In the early 1960s, he again became interested in the role of calcium. He found that "in zero-Ca^{2+} medium, the nerve impulse still fully invades the nerve terminal, but does not release any neurotransmitter. And then as soon as you give a little Ca^{2+}, you get neurotransmitter release." He and Katz published a paper establishing the major role of Ca^{2+} in ACh release. Further work with squid contributed to an even better understanding of the role of Ca^{2+} in neurotransmitter release.

Miledi was elected as a fellow to the British Royal Society in 1970. During the early 1970s Miledi was a frequent research scientist during the summer months at the Stazione Zoologica in Naples, Italy ostensibly as the local squid made excellent research specimens.
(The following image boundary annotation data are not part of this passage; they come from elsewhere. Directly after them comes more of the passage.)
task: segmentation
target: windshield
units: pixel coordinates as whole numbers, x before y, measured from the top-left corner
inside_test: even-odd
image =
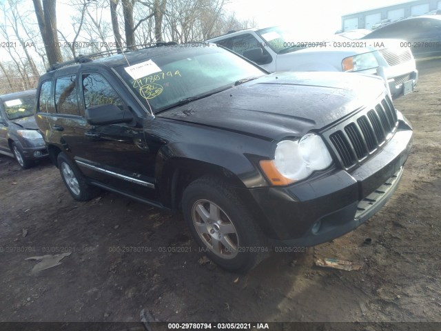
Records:
[[[6,117],[10,120],[21,119],[34,115],[35,96],[29,95],[22,98],[8,100],[3,103]]]
[[[347,38],[348,39],[356,40],[356,39],[362,39],[363,37],[367,36],[370,32],[371,31],[369,31],[369,30],[360,29],[358,30],[354,30],[353,31],[347,31],[346,32],[342,32],[338,35],[343,37],[345,38]]]
[[[299,33],[280,27],[267,28],[257,31],[274,52],[283,54],[308,47],[326,47],[325,38],[311,31]]]
[[[135,95],[154,112],[266,74],[217,46],[182,46],[175,49],[176,52],[116,68]]]

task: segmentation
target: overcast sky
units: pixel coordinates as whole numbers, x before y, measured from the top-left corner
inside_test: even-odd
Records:
[[[230,0],[227,6],[240,19],[254,17],[258,28],[307,27],[334,33],[341,29],[341,17],[367,9],[409,2],[405,0]]]

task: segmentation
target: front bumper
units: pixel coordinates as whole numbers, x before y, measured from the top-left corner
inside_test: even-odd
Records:
[[[48,157],[49,153],[44,140],[41,139],[23,139],[20,141],[24,157],[28,160],[37,160]]]
[[[377,212],[396,190],[410,153],[412,130],[400,120],[394,136],[355,170],[334,169],[285,188],[249,190],[270,239],[291,246],[329,241]]]

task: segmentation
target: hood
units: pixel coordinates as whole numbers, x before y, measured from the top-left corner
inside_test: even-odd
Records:
[[[21,119],[12,119],[10,121],[14,124],[28,130],[38,130],[39,127],[35,122],[35,118],[33,116],[23,117]]]
[[[382,81],[345,72],[271,74],[157,116],[273,140],[322,129],[384,93]]]

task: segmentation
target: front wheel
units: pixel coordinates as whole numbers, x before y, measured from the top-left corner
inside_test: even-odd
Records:
[[[260,228],[220,179],[205,177],[189,185],[183,212],[196,242],[224,269],[245,272],[263,259],[267,248]]]
[[[87,201],[99,193],[99,189],[88,184],[79,169],[63,153],[58,154],[58,168],[70,194],[76,200]]]

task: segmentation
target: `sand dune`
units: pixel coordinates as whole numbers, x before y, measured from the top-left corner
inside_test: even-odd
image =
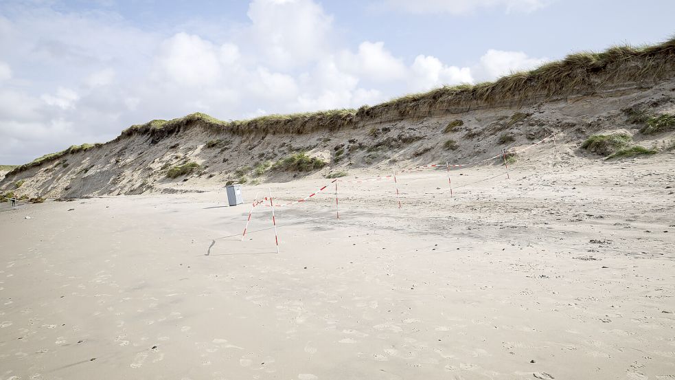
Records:
[[[279,254],[222,189],[3,208],[0,378],[670,379],[675,157],[549,148],[452,197],[400,175],[400,209],[342,179],[339,220],[331,193],[276,210]]]

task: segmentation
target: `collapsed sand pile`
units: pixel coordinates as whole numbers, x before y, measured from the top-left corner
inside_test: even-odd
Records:
[[[181,192],[365,168],[389,172],[490,157],[553,133],[580,148],[572,154],[593,159],[669,152],[674,58],[675,39],[572,54],[494,83],[443,87],[358,110],[229,122],[201,113],[153,120],[106,144],[71,146],[16,168],[0,181],[0,192],[54,198]],[[621,146],[582,148],[587,138],[619,129],[626,135]]]

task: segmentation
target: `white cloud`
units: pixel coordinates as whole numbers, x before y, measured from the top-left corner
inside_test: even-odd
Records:
[[[90,87],[99,87],[111,85],[114,79],[115,70],[108,68],[91,73],[85,82]]]
[[[411,87],[415,91],[424,91],[442,85],[472,83],[471,69],[468,67],[446,66],[440,60],[431,56],[417,56],[411,67]]]
[[[236,120],[358,108],[542,61],[490,50],[458,67],[414,48],[392,52],[382,41],[339,43],[332,17],[313,0],[252,0],[248,15],[250,23],[220,37],[181,27],[144,30],[106,10],[38,5],[0,16],[0,51],[21,68],[12,72],[0,62],[0,159],[19,164],[197,111]],[[201,30],[219,29],[227,28]]]
[[[547,5],[551,0],[385,0],[389,8],[417,14],[464,14],[481,8],[503,8],[511,12],[531,12]]]
[[[75,103],[80,100],[80,96],[74,90],[58,87],[55,95],[43,94],[41,97],[45,103],[62,109],[75,108]]]
[[[481,57],[481,67],[488,78],[494,78],[512,72],[530,70],[549,60],[534,58],[523,52],[504,52],[490,49]]]
[[[398,80],[406,74],[403,62],[385,49],[382,42],[361,43],[356,54],[345,50],[340,54],[339,60],[345,71],[375,81]]]
[[[7,63],[0,60],[0,82],[12,78],[12,69]]]
[[[247,14],[261,54],[277,67],[306,63],[329,47],[332,17],[312,0],[253,0]]]
[[[178,33],[161,43],[157,62],[172,82],[208,85],[220,78],[219,52],[212,43],[198,36]]]

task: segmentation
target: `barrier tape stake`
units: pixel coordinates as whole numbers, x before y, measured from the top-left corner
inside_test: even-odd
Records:
[[[274,243],[277,245],[277,253],[279,253],[279,238],[277,236],[277,221],[274,218],[274,203],[272,202],[272,188],[267,188],[270,191],[270,207],[272,208],[272,225],[274,225]]]
[[[558,144],[556,142],[556,134],[553,134],[553,149],[556,150],[556,158],[558,158]]]
[[[251,211],[249,212],[249,219],[246,221],[246,227],[244,227],[244,233],[242,234],[242,241],[244,241],[244,236],[246,236],[246,230],[249,228],[249,222],[251,221],[251,215],[253,213],[253,208],[255,207],[255,203],[258,201],[258,196],[260,194],[260,192],[255,193],[255,199],[253,199],[253,203],[251,205]]]
[[[450,186],[450,195],[453,196],[453,181],[450,180],[450,164],[446,161],[446,169],[448,170],[448,185]]]
[[[511,179],[511,177],[509,176],[509,164],[506,162],[506,149],[501,148],[502,157],[504,157],[504,166],[506,166],[506,179]]]
[[[401,196],[398,194],[398,182],[396,181],[396,173],[393,173],[393,186],[396,188],[396,199],[398,200],[398,208],[401,208]]]
[[[340,206],[338,205],[337,202],[337,179],[335,180],[335,214],[337,216],[337,219],[340,219]]]

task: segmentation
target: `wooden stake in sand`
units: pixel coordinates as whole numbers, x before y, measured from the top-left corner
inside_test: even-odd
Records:
[[[556,158],[558,158],[558,144],[556,143],[556,134],[553,134],[553,150],[556,150]]]
[[[274,243],[277,245],[277,253],[279,253],[279,238],[277,236],[277,220],[274,218],[274,203],[272,202],[272,188],[267,188],[270,191],[270,207],[272,208],[272,225],[274,225]]]
[[[340,219],[340,206],[338,205],[337,202],[337,179],[335,180],[335,214],[337,216],[337,219]]]
[[[453,181],[450,180],[450,164],[446,161],[446,169],[448,170],[448,185],[450,186],[450,195],[453,195]]]
[[[253,203],[251,204],[251,211],[249,212],[249,219],[246,221],[246,227],[244,227],[244,233],[242,234],[242,241],[244,241],[244,236],[246,236],[246,230],[249,228],[249,222],[251,221],[251,215],[253,213],[253,208],[255,207],[255,202],[258,201],[258,196],[260,194],[260,192],[255,193],[255,199],[253,199]]]
[[[396,173],[393,173],[393,186],[396,188],[396,199],[398,201],[398,208],[401,208],[401,196],[398,194],[398,182],[396,181]]]
[[[501,148],[501,155],[504,157],[504,166],[506,166],[506,179],[511,179],[511,177],[509,176],[509,164],[506,162],[506,149]]]

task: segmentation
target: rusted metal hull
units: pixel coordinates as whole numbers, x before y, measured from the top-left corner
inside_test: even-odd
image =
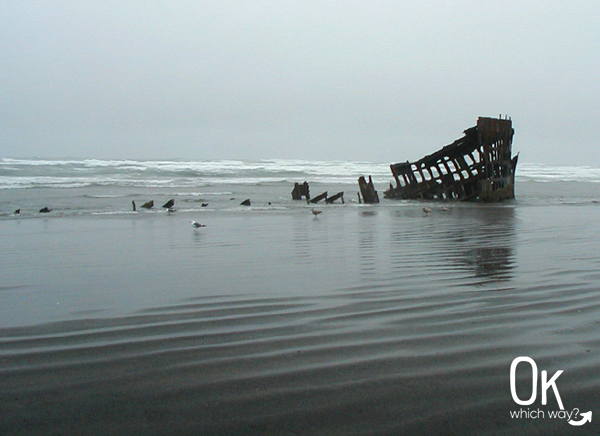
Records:
[[[515,197],[510,119],[484,118],[465,136],[416,162],[390,165],[386,198],[499,202]]]

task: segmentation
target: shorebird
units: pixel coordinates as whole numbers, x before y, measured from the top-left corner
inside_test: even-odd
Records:
[[[194,221],[194,220],[190,221],[190,224],[195,229],[199,229],[200,227],[206,227],[206,224],[200,224],[199,222]]]

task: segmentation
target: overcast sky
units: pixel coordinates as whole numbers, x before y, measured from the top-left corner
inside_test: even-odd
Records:
[[[0,0],[0,157],[600,165],[600,3]]]

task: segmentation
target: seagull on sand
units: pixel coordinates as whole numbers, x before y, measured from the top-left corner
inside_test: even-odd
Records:
[[[194,221],[194,220],[190,221],[190,224],[195,229],[199,229],[200,227],[206,227],[206,224],[200,224],[199,222]]]

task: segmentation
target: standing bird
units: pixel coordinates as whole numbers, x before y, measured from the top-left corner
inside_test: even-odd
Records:
[[[200,227],[206,227],[206,224],[200,224],[199,222],[194,221],[194,220],[190,221],[190,224],[195,229],[199,229]]]

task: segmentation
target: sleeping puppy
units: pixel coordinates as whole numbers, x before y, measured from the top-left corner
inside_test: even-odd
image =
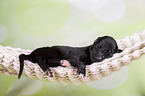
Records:
[[[18,78],[23,72],[24,60],[37,63],[50,77],[52,72],[49,67],[71,66],[77,67],[79,75],[86,75],[86,65],[101,62],[110,58],[114,53],[122,52],[118,49],[116,41],[110,36],[99,37],[92,45],[86,47],[52,46],[35,49],[31,54],[21,54]]]

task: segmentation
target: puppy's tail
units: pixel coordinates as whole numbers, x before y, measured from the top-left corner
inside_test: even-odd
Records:
[[[29,55],[25,55],[25,54],[19,55],[20,70],[19,70],[18,79],[20,79],[22,72],[23,72],[24,60],[28,60],[28,59],[29,59]]]

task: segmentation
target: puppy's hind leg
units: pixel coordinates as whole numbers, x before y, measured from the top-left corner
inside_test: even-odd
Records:
[[[53,77],[53,73],[51,71],[50,68],[47,68],[46,71],[45,71],[46,75],[48,75],[49,77]]]
[[[77,73],[79,74],[79,78],[84,78],[86,76],[86,65],[80,64]]]
[[[38,65],[41,67],[41,69],[46,73],[46,75],[53,77],[51,70],[46,65],[46,60],[39,60]]]

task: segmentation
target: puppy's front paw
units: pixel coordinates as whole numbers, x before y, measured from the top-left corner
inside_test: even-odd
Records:
[[[84,78],[85,77],[84,74],[82,74],[82,73],[80,73],[78,76],[79,76],[79,78]]]
[[[46,73],[46,75],[48,75],[49,77],[53,77],[53,72],[50,71],[49,69],[47,69],[47,70],[45,71],[45,73]]]
[[[70,63],[67,60],[61,60],[60,62],[61,62],[61,66],[64,66],[64,67],[69,67],[70,66]]]

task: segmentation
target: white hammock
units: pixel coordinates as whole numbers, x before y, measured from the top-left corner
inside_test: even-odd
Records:
[[[117,40],[117,44],[123,52],[116,53],[113,57],[102,62],[88,65],[85,78],[79,78],[73,67],[51,68],[54,77],[48,77],[37,64],[30,61],[25,61],[23,76],[63,84],[79,84],[99,80],[140,58],[145,53],[145,31]],[[0,46],[0,73],[17,76],[20,66],[18,56],[22,53],[29,54],[31,50]]]

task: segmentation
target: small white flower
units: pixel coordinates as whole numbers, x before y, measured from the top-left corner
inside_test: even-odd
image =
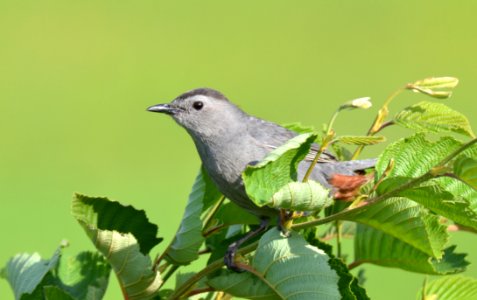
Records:
[[[373,104],[371,103],[370,97],[363,97],[352,100],[351,106],[356,108],[368,109],[373,106]]]

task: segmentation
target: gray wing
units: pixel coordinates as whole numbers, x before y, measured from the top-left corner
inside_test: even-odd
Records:
[[[288,130],[278,124],[261,120],[255,117],[250,117],[251,126],[249,127],[249,133],[254,137],[254,139],[261,144],[262,147],[266,148],[270,152],[279,146],[285,144],[288,140],[297,136],[297,133],[291,130]],[[311,145],[310,152],[305,156],[305,160],[313,161],[315,159],[316,153],[319,151],[320,145],[314,143]],[[320,155],[318,162],[335,162],[337,161],[330,152],[325,151]]]

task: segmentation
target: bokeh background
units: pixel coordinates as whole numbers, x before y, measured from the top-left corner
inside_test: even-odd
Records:
[[[200,162],[183,129],[145,109],[195,87],[318,127],[370,96],[375,107],[336,125],[363,134],[392,91],[450,75],[460,86],[444,101],[476,128],[476,12],[475,1],[1,0],[0,264],[49,257],[64,238],[66,254],[92,250],[70,214],[73,192],[145,209],[169,241]],[[425,98],[406,93],[391,111]],[[451,243],[477,262],[474,235]],[[412,299],[424,279],[375,266],[366,276],[373,299]],[[106,299],[119,297],[112,276]],[[12,298],[5,280],[0,298]]]

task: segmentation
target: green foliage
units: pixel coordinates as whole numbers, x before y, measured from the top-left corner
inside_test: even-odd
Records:
[[[405,108],[394,117],[396,124],[406,128],[441,132],[449,131],[475,136],[467,118],[441,103],[423,101]]]
[[[224,272],[209,284],[237,297],[257,299],[341,299],[338,274],[328,255],[300,235],[285,237],[277,229],[262,236],[253,273]]]
[[[390,198],[347,217],[394,236],[435,258],[447,243],[446,227],[439,218],[405,198]]]
[[[149,250],[161,239],[144,211],[106,198],[75,195],[73,216],[113,268],[128,299],[155,296],[162,279],[152,270]],[[145,251],[147,250],[147,251]]]
[[[354,240],[354,259],[357,264],[372,263],[406,271],[445,275],[462,272],[469,264],[465,254],[454,253],[455,246],[444,250],[441,259],[381,230],[359,224]]]
[[[407,84],[385,101],[366,136],[336,136],[332,125],[344,109],[369,107],[369,98],[339,106],[319,139],[313,127],[287,125],[298,135],[242,173],[247,195],[259,206],[276,208],[283,230],[272,223],[265,234],[242,245],[236,263],[246,272],[226,270],[223,256],[231,243],[256,228],[258,219],[224,199],[201,169],[176,235],[154,261],[151,251],[162,239],[144,211],[75,195],[72,214],[98,252],[61,257],[59,248],[50,259],[18,254],[1,275],[16,299],[101,299],[113,270],[125,299],[201,294],[204,299],[362,300],[369,297],[350,270],[371,263],[443,276],[425,284],[419,299],[474,299],[475,279],[448,276],[469,264],[467,254],[448,245],[448,226],[477,232],[477,139],[469,122],[432,102],[411,105],[387,120],[389,103],[399,93],[411,90],[447,98],[457,83],[452,77],[436,77]],[[374,180],[357,191],[352,203],[335,201],[334,189],[315,181],[298,181],[298,164],[314,142],[325,151],[332,146],[339,158],[357,158],[363,147],[384,142],[384,136],[375,135],[394,124],[418,132],[382,151],[374,173],[366,175],[374,175]],[[473,139],[442,136],[450,133]],[[357,149],[352,154],[343,144]],[[354,255],[342,253],[342,238],[353,239]],[[331,239],[337,242],[334,253],[324,243]],[[207,265],[183,273],[181,267],[200,255],[207,256]],[[346,262],[350,257],[354,260]],[[174,276],[177,270],[181,272]],[[171,278],[173,290],[164,287]]]
[[[166,258],[171,263],[186,265],[199,257],[197,252],[204,242],[200,217],[204,209],[220,197],[221,194],[211,184],[205,170],[201,168],[192,186],[181,225],[165,252]]]
[[[50,259],[38,253],[18,254],[10,259],[2,276],[15,299],[101,299],[109,281],[110,265],[99,253],[81,252],[61,257],[59,247]]]
[[[53,270],[60,259],[61,248],[58,248],[50,259],[43,260],[38,253],[22,253],[12,257],[2,277],[8,280],[13,289],[15,299],[27,299],[45,276]]]
[[[464,276],[447,276],[424,285],[416,299],[474,300],[477,298],[477,280]]]
[[[315,181],[290,182],[273,194],[266,205],[297,211],[320,211],[331,205],[330,191]]]
[[[304,133],[270,152],[261,162],[247,166],[242,174],[248,196],[266,205],[285,184],[297,179],[298,163],[307,155],[316,135]]]
[[[409,83],[406,88],[434,98],[449,98],[459,80],[455,77],[431,77]]]
[[[477,160],[470,157],[460,157],[454,164],[454,174],[474,190],[477,190]]]

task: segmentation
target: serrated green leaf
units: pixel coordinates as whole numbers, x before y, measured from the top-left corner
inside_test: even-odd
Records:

He is also one of the 42 founding fellows of The World Academy of Sciences in 1983, to recognize outstanding scientists from developing countries and honour their achievements in research and development.

Miledi was a Distinguished Professor at University of California, Irvine; having joined the faculty in the early 1980s. While there, he spent time developing a technique called microtransplantation, which would allow researchers to study receptors from postmortem diseased human brain tissue in a functional model. He developed this technique based on earlier work in which he performed the first electrophysiological recording of a frog oocyte, discovering its inherent property of already having neurotransmitter receptors.

From the 1990s until his death he was Distinguished Professor at UNAM's Institute of Neurobiology, in Querétaro, Mexico.

His awards include the Royal Medal (1998), the King Faisal International Prize for Science (1988), the Prince of Asturias Award (1999), and the Society for Neuroscience's Ralph W. Gerard Prize for outstanding contributions to the field (2010).